Differences between various editions of Windows
Aim: Understanding the differences between Home, Pro, Enterprise editions of Windows and how that impacts on device management
You’re likely already aware there are different editions of the Windows operating system and it’s helpful to understand how that can impact your adoption of a cloud management solution.
If you or your staff and students purchase a typical Windows tablet, laptop or desktop device off the shelf at your typical “bricks and mortar” computer store in the UK, it will likely come with Windows Home edition or sometimes Windows Pro edition pre-installed and activated.
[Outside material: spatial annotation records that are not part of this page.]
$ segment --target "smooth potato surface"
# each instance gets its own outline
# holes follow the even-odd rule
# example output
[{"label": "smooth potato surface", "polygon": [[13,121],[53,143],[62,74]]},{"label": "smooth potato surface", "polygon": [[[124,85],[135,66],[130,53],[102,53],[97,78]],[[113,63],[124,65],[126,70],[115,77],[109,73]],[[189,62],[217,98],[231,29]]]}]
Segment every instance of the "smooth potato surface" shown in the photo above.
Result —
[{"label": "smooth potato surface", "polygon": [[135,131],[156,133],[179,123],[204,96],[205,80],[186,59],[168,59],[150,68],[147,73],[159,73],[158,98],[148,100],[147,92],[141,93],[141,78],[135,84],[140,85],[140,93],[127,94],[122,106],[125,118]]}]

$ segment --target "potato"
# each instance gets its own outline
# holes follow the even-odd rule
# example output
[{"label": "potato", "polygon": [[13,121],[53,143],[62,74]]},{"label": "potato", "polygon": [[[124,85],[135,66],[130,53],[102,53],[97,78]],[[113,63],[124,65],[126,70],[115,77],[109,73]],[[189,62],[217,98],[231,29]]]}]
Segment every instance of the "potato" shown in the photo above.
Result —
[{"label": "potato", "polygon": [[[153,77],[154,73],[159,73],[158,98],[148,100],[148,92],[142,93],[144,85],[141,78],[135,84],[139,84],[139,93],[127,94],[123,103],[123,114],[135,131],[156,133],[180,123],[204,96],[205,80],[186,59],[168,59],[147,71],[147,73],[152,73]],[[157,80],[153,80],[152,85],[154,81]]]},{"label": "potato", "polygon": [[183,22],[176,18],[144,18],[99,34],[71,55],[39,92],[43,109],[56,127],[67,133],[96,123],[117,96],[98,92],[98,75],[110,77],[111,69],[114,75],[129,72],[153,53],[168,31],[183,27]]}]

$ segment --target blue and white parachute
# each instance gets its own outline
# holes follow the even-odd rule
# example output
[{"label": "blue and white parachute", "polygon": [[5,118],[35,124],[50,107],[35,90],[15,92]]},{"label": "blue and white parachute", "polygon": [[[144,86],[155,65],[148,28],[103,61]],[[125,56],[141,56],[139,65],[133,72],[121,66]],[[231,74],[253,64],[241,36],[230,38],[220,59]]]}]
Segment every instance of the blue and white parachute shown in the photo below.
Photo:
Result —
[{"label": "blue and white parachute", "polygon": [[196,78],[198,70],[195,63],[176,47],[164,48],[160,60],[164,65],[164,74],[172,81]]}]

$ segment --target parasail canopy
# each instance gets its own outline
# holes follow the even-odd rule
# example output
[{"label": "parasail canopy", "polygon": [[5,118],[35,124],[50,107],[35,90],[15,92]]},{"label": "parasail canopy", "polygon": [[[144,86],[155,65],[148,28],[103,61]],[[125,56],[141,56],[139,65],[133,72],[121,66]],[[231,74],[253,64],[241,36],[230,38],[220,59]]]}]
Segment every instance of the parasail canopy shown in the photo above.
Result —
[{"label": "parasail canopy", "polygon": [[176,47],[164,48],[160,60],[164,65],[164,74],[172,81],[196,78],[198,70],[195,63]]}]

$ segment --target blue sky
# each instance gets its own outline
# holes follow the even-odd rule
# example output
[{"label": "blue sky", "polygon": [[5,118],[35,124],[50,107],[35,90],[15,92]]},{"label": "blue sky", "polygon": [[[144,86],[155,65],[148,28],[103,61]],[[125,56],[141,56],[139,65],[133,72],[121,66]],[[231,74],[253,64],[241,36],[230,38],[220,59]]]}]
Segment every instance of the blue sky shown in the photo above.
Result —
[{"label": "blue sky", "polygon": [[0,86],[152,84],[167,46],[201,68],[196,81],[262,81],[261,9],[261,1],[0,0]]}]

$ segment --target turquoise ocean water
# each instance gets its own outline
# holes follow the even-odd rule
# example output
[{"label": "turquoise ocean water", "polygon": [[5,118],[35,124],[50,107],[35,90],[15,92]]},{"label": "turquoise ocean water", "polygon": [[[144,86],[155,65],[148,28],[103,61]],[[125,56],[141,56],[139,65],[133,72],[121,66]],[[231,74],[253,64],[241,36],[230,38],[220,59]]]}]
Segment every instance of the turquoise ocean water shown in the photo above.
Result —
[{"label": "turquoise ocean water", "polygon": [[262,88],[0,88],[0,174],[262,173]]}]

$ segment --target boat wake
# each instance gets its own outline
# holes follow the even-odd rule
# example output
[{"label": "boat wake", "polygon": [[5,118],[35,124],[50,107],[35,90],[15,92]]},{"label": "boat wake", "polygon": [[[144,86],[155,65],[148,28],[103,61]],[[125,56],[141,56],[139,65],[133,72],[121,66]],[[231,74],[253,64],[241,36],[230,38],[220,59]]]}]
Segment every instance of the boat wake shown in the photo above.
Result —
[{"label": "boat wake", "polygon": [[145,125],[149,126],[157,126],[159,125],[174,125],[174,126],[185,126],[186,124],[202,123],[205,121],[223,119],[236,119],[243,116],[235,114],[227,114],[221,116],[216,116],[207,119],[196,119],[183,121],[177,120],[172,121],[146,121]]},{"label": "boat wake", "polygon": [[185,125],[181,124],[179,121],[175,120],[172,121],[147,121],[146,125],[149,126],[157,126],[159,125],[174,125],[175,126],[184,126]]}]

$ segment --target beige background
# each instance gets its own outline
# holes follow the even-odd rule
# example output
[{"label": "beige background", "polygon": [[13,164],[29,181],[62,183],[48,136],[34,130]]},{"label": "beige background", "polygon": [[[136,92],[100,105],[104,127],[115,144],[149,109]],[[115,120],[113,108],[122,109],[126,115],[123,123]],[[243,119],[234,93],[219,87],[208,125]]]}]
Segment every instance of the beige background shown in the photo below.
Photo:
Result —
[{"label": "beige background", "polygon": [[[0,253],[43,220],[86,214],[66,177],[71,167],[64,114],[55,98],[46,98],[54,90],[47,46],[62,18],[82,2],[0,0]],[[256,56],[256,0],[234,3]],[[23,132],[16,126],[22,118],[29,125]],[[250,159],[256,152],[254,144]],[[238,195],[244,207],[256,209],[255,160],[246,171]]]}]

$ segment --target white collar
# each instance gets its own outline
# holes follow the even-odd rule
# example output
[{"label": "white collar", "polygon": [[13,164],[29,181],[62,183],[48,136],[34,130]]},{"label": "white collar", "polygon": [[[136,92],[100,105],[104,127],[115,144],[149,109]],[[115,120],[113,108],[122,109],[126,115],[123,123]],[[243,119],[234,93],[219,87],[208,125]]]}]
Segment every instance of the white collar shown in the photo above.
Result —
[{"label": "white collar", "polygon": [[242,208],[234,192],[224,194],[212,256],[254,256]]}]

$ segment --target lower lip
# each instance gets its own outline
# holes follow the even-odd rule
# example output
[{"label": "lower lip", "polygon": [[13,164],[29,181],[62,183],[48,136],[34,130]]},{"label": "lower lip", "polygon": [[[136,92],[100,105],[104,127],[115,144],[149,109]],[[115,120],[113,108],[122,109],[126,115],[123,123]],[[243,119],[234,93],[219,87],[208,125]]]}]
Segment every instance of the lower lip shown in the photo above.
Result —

If you have a device with Windows Home edition, you can in-place upgrade the operating system using a product key to get the added feature set of Windows Pro edition – in other words, the features are disabled but can be activated with a valid product key.
Beyond Windows Pro edition, if you have a Microsoft academic volume licensing agreement or Microsoft online services subscription, you may be entitled to activate some additional features available in Enterprise or Education editions of Windows.
That said, to manage devices using Intune, the device will need to run at least Windows Pro edition to join the device to an Azure Active Directory domain. Other notable benefits to using a Pro edition of Windows include features such as BitLocker for drive encryption and the ability to approve software updates from a central point such as through Windows Update for Business.
The advantage of using Enterprise and Education editions of Windows over and above the Pro edition come mainly down to additional security features, such as Windows Defender Application Guard (formerly AppLocker).